Best Practices for Scaled Agile Framework Implementation
Okay, let’s say you see Agile as an opportunity to improve your flexibility and speed up your time-to-market: how do you actually go about putting these sorts of practices into place? As it happens, there are a few basic steps that most companies take for implementation:
- Identify the need for implementation, and communicate that need to key stakeholders within your business.
- Identify change agents—these can be personnel within your company whom you train on Agile and SAFe methodologies, or they can be outside consultants who provide you with clear guidance and expertise on changing the way that you development, iterate, and market your products. As you go through the remaining steps, you’ll have to continue training the folks in your organization on the methodologies being used.
- Leverage these change agents into a centralized authority within your company on all things Agile-Lean. Some organizations refer to this as a center of excellence, but whatever you call it just make sure to provide everyone up and down the value chain with the tools that they need to succeed.
- Identify agile release trains (ARTs), i.e. plan out the actual path that each new product or offering will take from one Agile-powered touchpoint to the next until it reaches the customer.
- Create a roadmap that aligns your ARTs with operational goals and sorts people and processes into discrete Agile teams. This will give you the chance to set deadlines and establish the appropriate parameters going forward.

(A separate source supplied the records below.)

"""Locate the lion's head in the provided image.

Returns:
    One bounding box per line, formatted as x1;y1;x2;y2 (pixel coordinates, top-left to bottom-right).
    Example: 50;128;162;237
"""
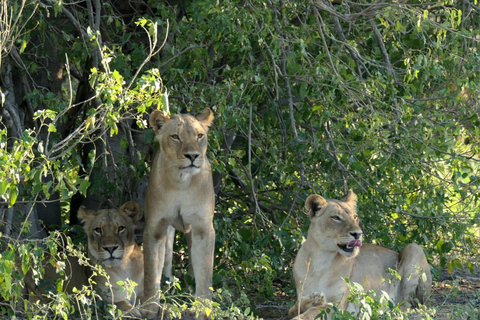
149;108;213;174
305;191;362;257
78;201;141;267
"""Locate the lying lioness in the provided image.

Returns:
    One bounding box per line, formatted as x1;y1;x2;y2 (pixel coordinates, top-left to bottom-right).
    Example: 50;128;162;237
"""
288;191;432;320
78;201;143;317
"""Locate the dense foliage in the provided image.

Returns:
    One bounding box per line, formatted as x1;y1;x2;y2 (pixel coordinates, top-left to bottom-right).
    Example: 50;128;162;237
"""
0;0;480;314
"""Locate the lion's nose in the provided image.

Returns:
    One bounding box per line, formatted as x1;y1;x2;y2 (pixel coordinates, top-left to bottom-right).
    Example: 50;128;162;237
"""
184;153;199;163
350;231;362;239
103;246;118;255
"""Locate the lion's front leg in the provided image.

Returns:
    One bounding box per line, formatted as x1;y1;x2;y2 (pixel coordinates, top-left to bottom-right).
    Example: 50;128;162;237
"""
288;292;327;320
143;227;167;316
190;222;215;299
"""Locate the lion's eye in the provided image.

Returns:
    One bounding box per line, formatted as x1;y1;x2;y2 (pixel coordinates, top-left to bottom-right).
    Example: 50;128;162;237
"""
332;216;342;222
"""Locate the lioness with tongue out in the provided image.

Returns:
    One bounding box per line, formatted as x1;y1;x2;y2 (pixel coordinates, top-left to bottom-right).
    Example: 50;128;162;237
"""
288;191;432;320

- Begin executing ARTs. This is where you finally put theory into practice across your entire operation. According to com, this can involve a few different things: “Iteration planning, backlog refinement, daily standups, iteration reviews and system demos, iteration retrospectives, SCRUM-of-SCRUMs, PO sync, and ART sync.” In other words, this is the moment to get all systems firing and turn your frameworks into successful product launches.

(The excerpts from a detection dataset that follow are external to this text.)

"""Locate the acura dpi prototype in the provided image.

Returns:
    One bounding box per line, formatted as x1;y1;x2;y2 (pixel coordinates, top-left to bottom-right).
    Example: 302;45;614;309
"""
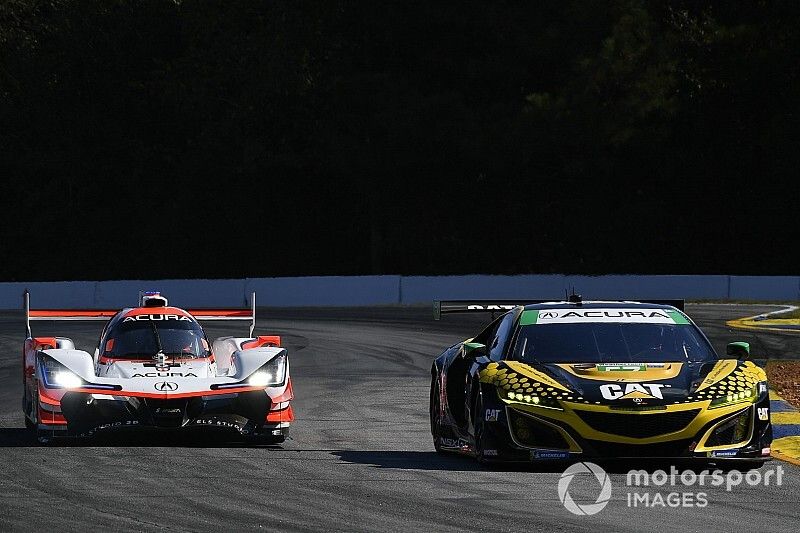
430;295;772;466
22;292;294;443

- Manage your portfolio with expanded ARTs—i.e. strategically expand what your business is offering within the context of the SAFe methodology in order to better align your strategic initiatives with your operations.
- Review and reiterate your process over time in order to refine, improve, and perfect your SAFe strategies.

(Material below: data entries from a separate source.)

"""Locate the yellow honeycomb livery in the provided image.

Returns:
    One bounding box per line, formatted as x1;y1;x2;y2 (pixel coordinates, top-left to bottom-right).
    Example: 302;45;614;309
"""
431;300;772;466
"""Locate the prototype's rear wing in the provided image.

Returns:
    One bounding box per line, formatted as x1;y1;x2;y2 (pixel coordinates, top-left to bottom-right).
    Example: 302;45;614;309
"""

This might seem like a lot—and it is. At the same time, every organization is different, and no one list of steps can fully encompass the entire process. For this reason, the early steps can be some of the most important, because that’s where you build up the expertise to figure out how to implement the rest of methodology.
For this reason, even the kinds of larger enterprises for which SAFe is best suited might benefit from outside help in these early stages—whether that’s in the form of consulting help or a near-shoring partner for whom implementing this kind of methodology is routine. In this way, you can potentially augment your internal capabilities when it comes to complex process redefinitions. Once those redefinitions are in place, you can begin to reap many of the benefits that most people associate with Agile, without losing control of the small, self-directed teams that make those benefits possible.